Transformation of social welfare
The idea that social rights are something we are eligible for based on where we live or where we are citizens is out-of-date. People protect themselves and their families transnationally—using formal and informal resources in the countries that they come from and where they settle. We need to understand this transformation in social welfare as we know it, identify who the new winners and losers are, and train a next generation of policymakers, service providers, and researchers to respond to this changing social contract between citizen and state. We need to learn more about how migrants piece together resource environments by combining what they can access from the state, the market, NGOS, and their social networks in their sending and receiving countries. We also need to look at what sub-national, regional, and transnational actors do when nation-states fail to provide.
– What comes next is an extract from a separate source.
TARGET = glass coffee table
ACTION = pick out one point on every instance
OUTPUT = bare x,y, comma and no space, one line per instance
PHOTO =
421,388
The European Union, which has developed its own version of transnational social protection for its members and for non-members who live within its borders, is an important starting point. But we also need to look beyond Europe to understand other regional responses to providing social protection to people on the move.
My colleagues Erica Dobbs, Ruxandra Paul, and Ken Sun have taken up this charge by examining transnational protection across the life cycle. We explore how childcare, education, health, labor rights, and retirement are being provided across borders and how this varies across regions. A second project is to organize an Executive Training Program on TSP for the School of Transnational Governance at the European University Institute with colleagues at the Migration Policy Centre.